Programming
Assignment 1: |
|
|
|
Preparation
Please create a comp411 directory in your home directory on both your development machine and on CLEAR (assuming that you run the turnin411 script as recommended below). Each programming team should submit their solution under the userid of one team member. For this assignment, please create a programs/1 directory within the directory comp411. All of your files for this assignment should be stored in the programs/1 subdirectory.
If you are using a Windows, Mac OS X, or Linux machine, we suggest that you download and install the latest version of the Amazon Corretto 8 distribution of the Java 8 OpenJDK. We also recommend installing the latest version of DrJava in ".jar" from http://www.cs.rice.edu/~javaplt/drjavarice. If you already have a Java 8 OpenJDK installed in Linux or Mac OS X, you can use that disrtribution of the OpenJDK as well. DrJava is not as comprehensive as professional IDEs so you are welcome to use a professional IDE like IntelliJ or Eclipse if you prefer. Beware of the fact that the assignments you submit must run from the command line and cannot use named packages.
Our scripts can handle your embedding the directory containing your program source (.java) files and README file someplace in your programs/1 file tree. For example, your .java source files may be stored in folder with path programs/1/src. DrJava assumes the same file organization as java command line tools (like java and javac); professional IDEs typically do not. We do not recommend using later versions (9-13) of Java which completely re-organize the JDK; we will grade all assignments using Java 8. The DrJava IDE does not run on Java 9+. Moreover, Java 8 is the version of Java installed on CLEAR. Nothing in this course specifically depends on Java 8. A Java 7 JDK will suffice, but the performance of Java 7 is not quite as good as Java 8. The DrJava interactions pane does not yet support the language extensions added in Java 8. But you can still use these extensions in any source files that you compile because the Java 8 compiler translates all Java 8 source code to standard Java byte code.
We will maintain recent versions of the Amazon Corretto Java 8 OpenJDK distribution of Java and DrJava on CLEAR, but CLEAR is under the control of the Rice OIT, which limits our ability to configure what software is available. We recommend using CLEAR only to run our turnin411 script. You can probably do everything else in the course more easily using your own computer. On CLEAR, we are providing a turnin411 script, which compiles your program and superficially tests it using the same scripts that we will use to grade it. It also checks the format of your README file which is how we determine the identity of the other team member when a project is done jointly by two students (since we only ask for one submission per team). The Canvas submission facilities will not permit us to run a script to check that your program compiles and passes some trivial unit tests (essentially Assign1Test.java). As a result, we are still providing our own turnin411 script, which will perform the specified checks even though it no longer uploads your program. You must compress the contents of the file tree rooted at programs/1 (as described below) into a .zip file that you upload to Canvas.

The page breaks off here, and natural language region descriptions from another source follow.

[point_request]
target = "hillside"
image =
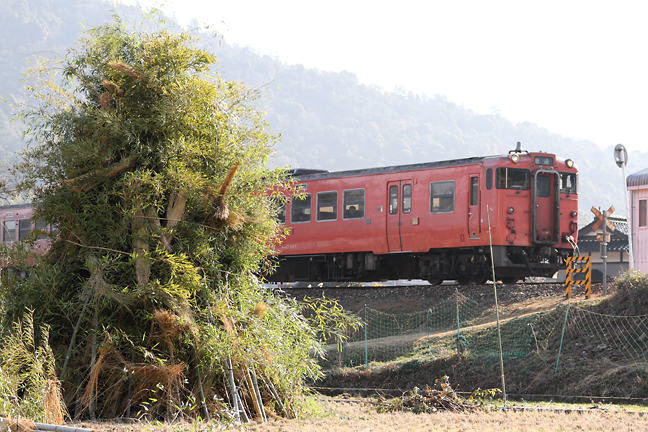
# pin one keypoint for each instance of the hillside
(327, 120)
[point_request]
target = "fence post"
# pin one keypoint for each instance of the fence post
(562, 337)
(366, 324)
(458, 325)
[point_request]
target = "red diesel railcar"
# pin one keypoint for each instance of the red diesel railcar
(431, 221)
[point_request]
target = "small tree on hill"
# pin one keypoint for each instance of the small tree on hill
(153, 173)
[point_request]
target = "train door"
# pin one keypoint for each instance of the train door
(546, 207)
(399, 208)
(474, 212)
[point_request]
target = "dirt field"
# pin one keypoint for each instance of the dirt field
(334, 414)
(340, 415)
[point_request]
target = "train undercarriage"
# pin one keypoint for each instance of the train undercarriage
(465, 265)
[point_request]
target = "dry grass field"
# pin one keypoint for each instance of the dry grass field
(342, 415)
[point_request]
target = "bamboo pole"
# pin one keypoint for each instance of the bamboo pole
(253, 395)
(73, 339)
(259, 398)
(275, 395)
(201, 393)
(93, 357)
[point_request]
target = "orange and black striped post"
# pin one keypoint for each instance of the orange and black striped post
(584, 266)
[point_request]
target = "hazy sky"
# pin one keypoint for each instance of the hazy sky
(577, 68)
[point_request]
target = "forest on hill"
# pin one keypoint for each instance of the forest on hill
(327, 120)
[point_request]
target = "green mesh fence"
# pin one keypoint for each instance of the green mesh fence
(462, 325)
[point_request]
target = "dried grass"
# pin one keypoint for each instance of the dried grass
(18, 424)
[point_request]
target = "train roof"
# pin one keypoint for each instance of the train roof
(389, 169)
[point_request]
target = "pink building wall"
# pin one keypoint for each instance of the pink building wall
(639, 233)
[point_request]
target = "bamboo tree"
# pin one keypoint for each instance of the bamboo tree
(153, 169)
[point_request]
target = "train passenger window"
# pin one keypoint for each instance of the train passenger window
(543, 186)
(513, 178)
(300, 208)
(407, 198)
(326, 206)
(442, 197)
(42, 225)
(489, 178)
(24, 228)
(8, 231)
(278, 205)
(393, 199)
(543, 160)
(354, 204)
(474, 190)
(568, 183)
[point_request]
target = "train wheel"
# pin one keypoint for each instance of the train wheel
(464, 280)
(480, 280)
(509, 279)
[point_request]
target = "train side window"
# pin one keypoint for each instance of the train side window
(354, 204)
(326, 206)
(278, 205)
(300, 208)
(407, 198)
(442, 197)
(543, 186)
(8, 231)
(568, 183)
(513, 178)
(393, 199)
(474, 190)
(41, 226)
(24, 228)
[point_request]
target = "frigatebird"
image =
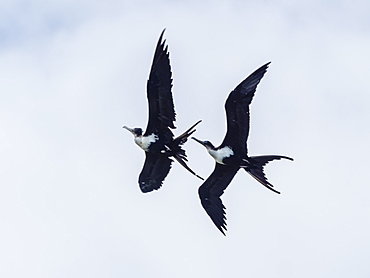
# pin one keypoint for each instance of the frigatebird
(158, 141)
(231, 155)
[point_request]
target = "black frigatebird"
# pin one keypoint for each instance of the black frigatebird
(231, 155)
(158, 141)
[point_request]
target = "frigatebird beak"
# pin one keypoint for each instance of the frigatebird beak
(129, 129)
(199, 141)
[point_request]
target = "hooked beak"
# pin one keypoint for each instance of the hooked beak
(129, 129)
(199, 141)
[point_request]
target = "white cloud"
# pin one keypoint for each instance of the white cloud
(73, 73)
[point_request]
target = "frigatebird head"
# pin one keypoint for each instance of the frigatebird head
(206, 144)
(137, 131)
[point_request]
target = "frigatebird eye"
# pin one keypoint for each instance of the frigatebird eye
(138, 131)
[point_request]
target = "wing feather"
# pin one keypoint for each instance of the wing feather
(212, 189)
(159, 93)
(237, 111)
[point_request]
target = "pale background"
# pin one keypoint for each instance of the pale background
(72, 73)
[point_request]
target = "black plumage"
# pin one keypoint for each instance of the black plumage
(158, 141)
(231, 155)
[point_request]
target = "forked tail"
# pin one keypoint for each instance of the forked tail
(178, 153)
(181, 139)
(254, 166)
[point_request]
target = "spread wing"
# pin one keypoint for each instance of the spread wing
(212, 189)
(156, 168)
(237, 111)
(161, 108)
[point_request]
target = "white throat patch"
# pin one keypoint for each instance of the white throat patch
(220, 154)
(145, 141)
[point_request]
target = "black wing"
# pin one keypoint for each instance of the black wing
(161, 108)
(212, 189)
(155, 170)
(237, 111)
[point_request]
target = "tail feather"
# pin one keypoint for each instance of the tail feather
(178, 153)
(254, 166)
(181, 139)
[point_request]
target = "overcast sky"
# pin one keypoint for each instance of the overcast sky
(72, 73)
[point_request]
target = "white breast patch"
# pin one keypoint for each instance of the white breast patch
(220, 154)
(145, 141)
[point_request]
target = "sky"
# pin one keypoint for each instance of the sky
(72, 73)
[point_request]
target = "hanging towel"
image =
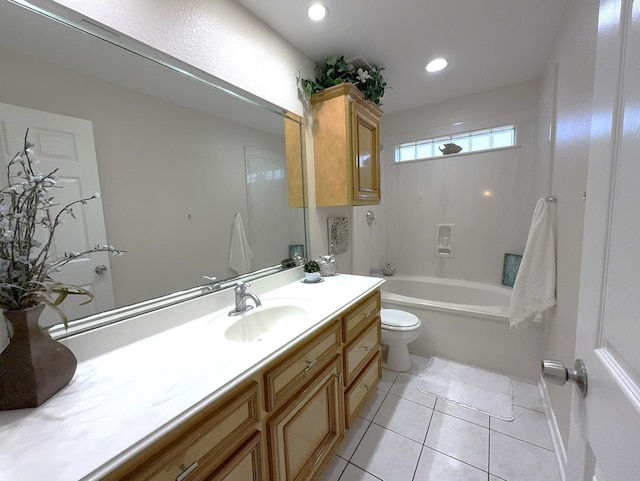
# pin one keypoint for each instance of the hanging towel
(240, 254)
(534, 290)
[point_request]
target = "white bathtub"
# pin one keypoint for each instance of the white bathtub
(467, 322)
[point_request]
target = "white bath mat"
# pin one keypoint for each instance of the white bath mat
(474, 388)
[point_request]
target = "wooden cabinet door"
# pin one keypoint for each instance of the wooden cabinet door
(244, 465)
(365, 156)
(304, 433)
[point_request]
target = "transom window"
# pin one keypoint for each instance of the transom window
(475, 141)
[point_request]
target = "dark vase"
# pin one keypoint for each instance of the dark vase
(33, 367)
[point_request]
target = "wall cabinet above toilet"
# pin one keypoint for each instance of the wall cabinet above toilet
(346, 147)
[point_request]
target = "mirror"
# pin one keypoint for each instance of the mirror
(179, 154)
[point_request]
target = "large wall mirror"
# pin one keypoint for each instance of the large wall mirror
(179, 160)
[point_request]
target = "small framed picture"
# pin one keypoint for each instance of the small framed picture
(296, 249)
(510, 269)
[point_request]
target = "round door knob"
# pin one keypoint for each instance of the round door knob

See below for detailed instructions on how to use turnin411. On CLEAR, you may need to use the path ~comp411/bin/turnin411 to access the turnin411 command.
DrJava is distributed as a Java .jar file at the web site http://drjava.org as well our local site but the local site typically has more recent builds. You can run DrJava on a Linux or Mac system (with Java JDK 7/8 installed) by typing
java -jar drjava.jar
assuming that drjava.jar is located in the current directory. On Windows machines (with a properly installed Java JDK 7/8), you can run the drjava.jar file simply by double-clicking on the icon. If the Registry has the wrong file type associated the .jar files, then double-clicking .jar icons will not work. In this case, we recommend running DrJava insider a Windows Command Prompt or the Power shell using he same command as shown above for Linux.

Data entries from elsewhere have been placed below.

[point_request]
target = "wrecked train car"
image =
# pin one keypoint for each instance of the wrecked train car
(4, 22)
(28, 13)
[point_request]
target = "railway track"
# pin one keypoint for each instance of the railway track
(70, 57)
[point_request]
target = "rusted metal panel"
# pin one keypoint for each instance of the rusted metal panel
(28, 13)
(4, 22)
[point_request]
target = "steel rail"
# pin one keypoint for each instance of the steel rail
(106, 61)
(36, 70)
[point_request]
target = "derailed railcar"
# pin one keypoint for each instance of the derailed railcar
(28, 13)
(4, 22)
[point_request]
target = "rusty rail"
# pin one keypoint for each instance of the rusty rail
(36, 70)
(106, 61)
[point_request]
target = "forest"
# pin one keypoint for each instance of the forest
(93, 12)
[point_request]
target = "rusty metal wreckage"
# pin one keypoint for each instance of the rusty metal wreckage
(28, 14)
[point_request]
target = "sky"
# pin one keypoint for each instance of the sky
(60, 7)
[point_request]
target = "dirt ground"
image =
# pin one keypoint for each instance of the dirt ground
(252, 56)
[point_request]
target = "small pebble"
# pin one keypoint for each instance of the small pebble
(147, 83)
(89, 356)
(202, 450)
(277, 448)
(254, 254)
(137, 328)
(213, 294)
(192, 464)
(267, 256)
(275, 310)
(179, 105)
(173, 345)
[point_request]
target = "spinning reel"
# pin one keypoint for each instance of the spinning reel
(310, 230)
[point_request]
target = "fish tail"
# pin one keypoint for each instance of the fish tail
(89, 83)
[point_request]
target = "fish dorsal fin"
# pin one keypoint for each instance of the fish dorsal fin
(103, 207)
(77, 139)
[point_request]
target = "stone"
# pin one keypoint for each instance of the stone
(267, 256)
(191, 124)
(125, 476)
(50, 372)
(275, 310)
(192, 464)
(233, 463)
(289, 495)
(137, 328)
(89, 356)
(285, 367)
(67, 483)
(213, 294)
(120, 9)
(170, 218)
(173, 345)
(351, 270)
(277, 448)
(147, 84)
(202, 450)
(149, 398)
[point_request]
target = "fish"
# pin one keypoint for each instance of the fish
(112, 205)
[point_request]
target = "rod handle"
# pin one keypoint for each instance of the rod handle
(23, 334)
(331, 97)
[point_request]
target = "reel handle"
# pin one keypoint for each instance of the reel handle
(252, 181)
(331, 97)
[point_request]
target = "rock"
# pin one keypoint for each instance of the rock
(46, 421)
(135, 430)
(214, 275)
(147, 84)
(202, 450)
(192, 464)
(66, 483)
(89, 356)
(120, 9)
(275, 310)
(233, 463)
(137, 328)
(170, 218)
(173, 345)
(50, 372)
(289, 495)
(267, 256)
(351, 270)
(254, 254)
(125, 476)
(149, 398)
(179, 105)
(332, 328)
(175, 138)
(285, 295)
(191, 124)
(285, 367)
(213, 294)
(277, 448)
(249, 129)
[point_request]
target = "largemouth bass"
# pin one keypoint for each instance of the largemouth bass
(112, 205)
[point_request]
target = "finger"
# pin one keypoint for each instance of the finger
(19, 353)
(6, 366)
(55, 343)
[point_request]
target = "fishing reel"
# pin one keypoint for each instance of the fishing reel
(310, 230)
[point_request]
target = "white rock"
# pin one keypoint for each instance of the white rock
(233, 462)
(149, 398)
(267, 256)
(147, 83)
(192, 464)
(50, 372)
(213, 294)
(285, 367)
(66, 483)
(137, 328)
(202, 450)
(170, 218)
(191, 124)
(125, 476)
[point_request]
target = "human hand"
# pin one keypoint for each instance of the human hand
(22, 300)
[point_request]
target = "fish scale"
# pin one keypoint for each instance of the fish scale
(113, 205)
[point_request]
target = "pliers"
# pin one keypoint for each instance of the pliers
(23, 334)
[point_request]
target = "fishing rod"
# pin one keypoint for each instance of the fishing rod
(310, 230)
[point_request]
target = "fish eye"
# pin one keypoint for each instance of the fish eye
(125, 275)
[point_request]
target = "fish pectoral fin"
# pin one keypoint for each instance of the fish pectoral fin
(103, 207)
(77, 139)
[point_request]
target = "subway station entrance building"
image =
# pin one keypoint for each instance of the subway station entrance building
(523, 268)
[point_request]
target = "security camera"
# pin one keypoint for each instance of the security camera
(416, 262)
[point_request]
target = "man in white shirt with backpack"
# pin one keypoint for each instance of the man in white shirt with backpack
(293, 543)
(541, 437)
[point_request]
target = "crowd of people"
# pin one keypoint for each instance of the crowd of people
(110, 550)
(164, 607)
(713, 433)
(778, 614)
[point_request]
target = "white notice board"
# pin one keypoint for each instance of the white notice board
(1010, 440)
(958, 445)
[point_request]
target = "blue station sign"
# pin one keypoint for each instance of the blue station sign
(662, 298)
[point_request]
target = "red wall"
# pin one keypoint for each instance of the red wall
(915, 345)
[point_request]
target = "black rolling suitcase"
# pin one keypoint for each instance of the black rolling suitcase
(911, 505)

Documentation for DrJava is available at drjava.org. If you have further questions about DrJava, ask your question on Piazza.

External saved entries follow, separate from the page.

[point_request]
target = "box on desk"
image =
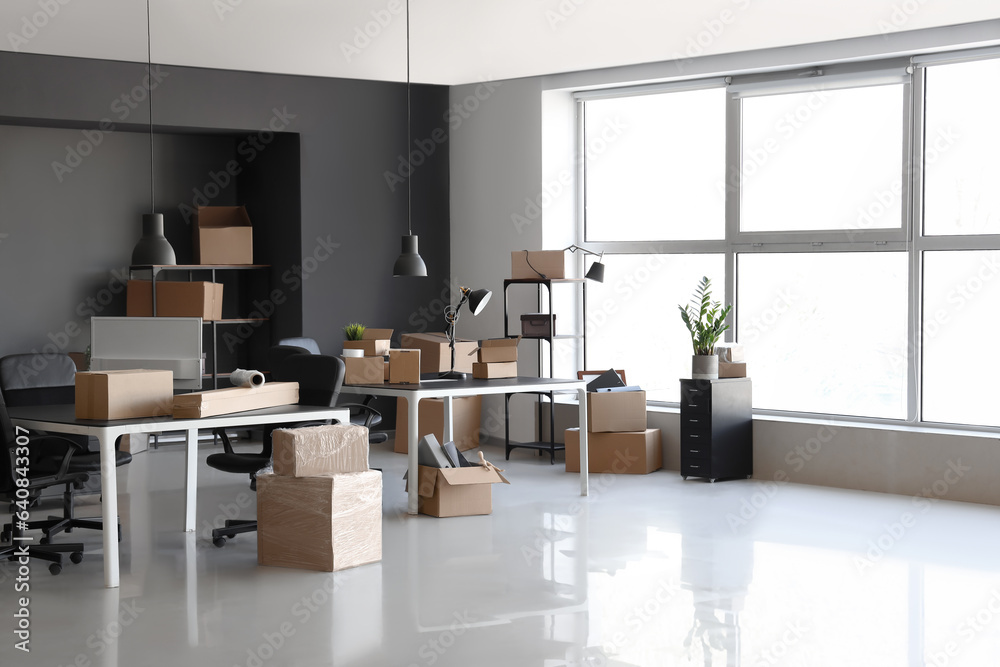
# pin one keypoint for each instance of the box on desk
(435, 352)
(322, 522)
(127, 394)
(466, 413)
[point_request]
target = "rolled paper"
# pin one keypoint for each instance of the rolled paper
(244, 378)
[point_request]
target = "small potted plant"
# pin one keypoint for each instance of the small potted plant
(706, 321)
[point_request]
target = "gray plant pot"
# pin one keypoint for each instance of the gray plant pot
(704, 367)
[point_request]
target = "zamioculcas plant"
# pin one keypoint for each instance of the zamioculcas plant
(354, 331)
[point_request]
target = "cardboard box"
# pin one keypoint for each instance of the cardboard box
(551, 263)
(364, 370)
(636, 453)
(466, 415)
(174, 299)
(456, 491)
(374, 342)
(324, 522)
(124, 394)
(494, 370)
(320, 450)
(616, 411)
(404, 366)
(498, 349)
(235, 399)
(223, 235)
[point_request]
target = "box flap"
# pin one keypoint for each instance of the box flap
(222, 216)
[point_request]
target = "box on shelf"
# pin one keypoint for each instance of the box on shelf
(616, 411)
(174, 299)
(448, 492)
(404, 366)
(234, 399)
(735, 369)
(374, 342)
(127, 394)
(538, 325)
(498, 349)
(494, 370)
(223, 235)
(550, 263)
(435, 353)
(364, 370)
(323, 522)
(635, 453)
(466, 413)
(320, 450)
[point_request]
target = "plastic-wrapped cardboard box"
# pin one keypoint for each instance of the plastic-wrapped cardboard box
(466, 414)
(223, 235)
(616, 411)
(320, 450)
(174, 299)
(435, 352)
(323, 522)
(448, 492)
(127, 394)
(636, 453)
(235, 399)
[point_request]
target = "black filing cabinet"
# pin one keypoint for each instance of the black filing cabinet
(716, 428)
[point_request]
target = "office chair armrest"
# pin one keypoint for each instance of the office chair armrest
(363, 407)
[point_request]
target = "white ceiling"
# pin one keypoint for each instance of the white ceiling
(452, 41)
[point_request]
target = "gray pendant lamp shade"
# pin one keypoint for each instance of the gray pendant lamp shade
(153, 247)
(409, 262)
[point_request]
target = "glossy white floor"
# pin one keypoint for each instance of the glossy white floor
(648, 570)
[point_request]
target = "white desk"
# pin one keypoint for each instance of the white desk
(62, 419)
(448, 389)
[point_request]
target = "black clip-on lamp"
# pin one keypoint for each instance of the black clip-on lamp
(477, 300)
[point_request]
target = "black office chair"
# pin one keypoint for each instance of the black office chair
(48, 460)
(37, 379)
(320, 378)
(362, 414)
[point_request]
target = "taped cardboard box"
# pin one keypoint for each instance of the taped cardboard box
(374, 342)
(223, 235)
(616, 411)
(404, 366)
(636, 453)
(550, 263)
(235, 399)
(320, 450)
(174, 299)
(448, 492)
(466, 415)
(435, 352)
(365, 370)
(324, 522)
(126, 394)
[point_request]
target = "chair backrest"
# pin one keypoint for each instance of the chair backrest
(308, 344)
(38, 379)
(320, 377)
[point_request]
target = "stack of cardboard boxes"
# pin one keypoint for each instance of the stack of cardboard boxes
(321, 509)
(618, 440)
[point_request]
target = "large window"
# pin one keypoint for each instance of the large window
(850, 214)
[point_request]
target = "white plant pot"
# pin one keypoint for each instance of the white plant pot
(704, 367)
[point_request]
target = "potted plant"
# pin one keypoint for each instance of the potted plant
(705, 320)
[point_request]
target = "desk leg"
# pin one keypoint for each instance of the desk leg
(412, 428)
(191, 480)
(109, 511)
(584, 444)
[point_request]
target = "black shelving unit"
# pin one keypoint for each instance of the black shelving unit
(550, 446)
(155, 270)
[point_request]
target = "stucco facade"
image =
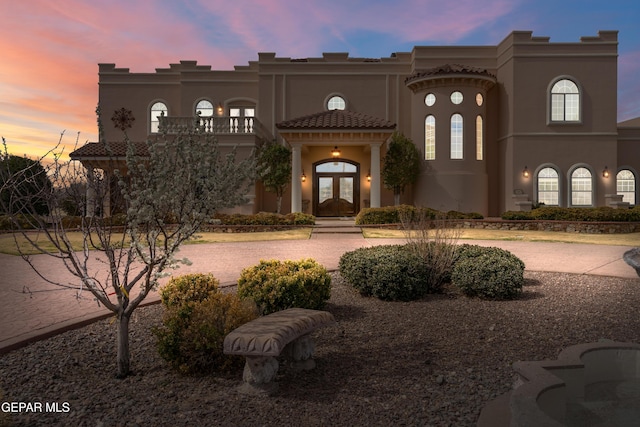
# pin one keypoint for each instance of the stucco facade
(499, 127)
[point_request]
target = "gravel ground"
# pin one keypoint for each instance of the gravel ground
(436, 362)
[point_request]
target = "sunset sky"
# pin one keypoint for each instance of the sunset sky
(50, 49)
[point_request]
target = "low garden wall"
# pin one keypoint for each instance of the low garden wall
(590, 227)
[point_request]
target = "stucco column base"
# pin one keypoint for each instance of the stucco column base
(259, 373)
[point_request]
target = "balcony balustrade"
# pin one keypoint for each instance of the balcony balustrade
(220, 125)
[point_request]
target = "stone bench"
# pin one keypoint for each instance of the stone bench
(262, 340)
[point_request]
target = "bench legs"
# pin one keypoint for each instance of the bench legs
(300, 351)
(260, 371)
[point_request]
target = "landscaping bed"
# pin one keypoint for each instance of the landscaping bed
(435, 361)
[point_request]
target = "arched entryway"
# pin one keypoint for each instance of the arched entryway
(336, 188)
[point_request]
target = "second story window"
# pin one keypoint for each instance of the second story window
(430, 138)
(241, 119)
(565, 101)
(204, 108)
(158, 109)
(456, 137)
(336, 103)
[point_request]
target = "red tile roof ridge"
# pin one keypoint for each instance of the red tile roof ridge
(336, 119)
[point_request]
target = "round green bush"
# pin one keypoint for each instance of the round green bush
(277, 285)
(388, 272)
(488, 273)
(192, 341)
(181, 290)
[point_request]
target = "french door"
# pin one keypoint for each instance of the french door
(336, 193)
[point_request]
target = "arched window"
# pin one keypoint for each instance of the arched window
(157, 109)
(626, 186)
(479, 138)
(548, 187)
(430, 138)
(581, 187)
(336, 103)
(565, 101)
(456, 136)
(204, 108)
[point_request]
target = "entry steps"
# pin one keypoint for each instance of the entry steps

All of your files for this assignment should be stored in the programs/1 subdirectory.
Teamwork You are encouraged to do this assignment and all other programming assignments using pair programming. When you submit your assignment, indicate the composition of your team (names, student ids, and email addresses) in your README file as stipulated in detail below.
If you cannot find a partner and would like one, post a message to our Piazza page and we will try to find one for you. Teams of more than two members are not permitted.
Testing You are expected to write unit tests for all of your non-trivial methods or functions and submit your test code as part of your program. DrJava provides integrated support for JUnit which makes this task easy.
Task Your task is to write a parser in Generic Java (Java 7/8) that recognizes expressions in the pedagogic functional language Jam, which will be defined subsequently. The course staff has provided a lexer in Java for this assignment. This lexer returns a larger set of symbols than what appears in the Jam definition. These extra symbols anticipate future extensions to Jam. At this point, your parser should simply reject any program containing one of these extra symbols as ill-formed, just like it would for any other syntax error.
Java Support Library In our Java library, the parser's input token stream is provided by a Lexer object supporting the parameterless method readToken(). The readToken() method produces a stream of Token objects belonging to various subclasses of the Token interface. The Lexer class supports two constructors: a zero-ary constructor that converts standard input to a Lexer and a unary constructor Lexer(String fileName) that converts the specified file to a Lexer. The file lexer.java contains the definition of the Lexer class and the collection of classes representing tokens (the Java interface Token) and abstract syntax trees (the java interface AST).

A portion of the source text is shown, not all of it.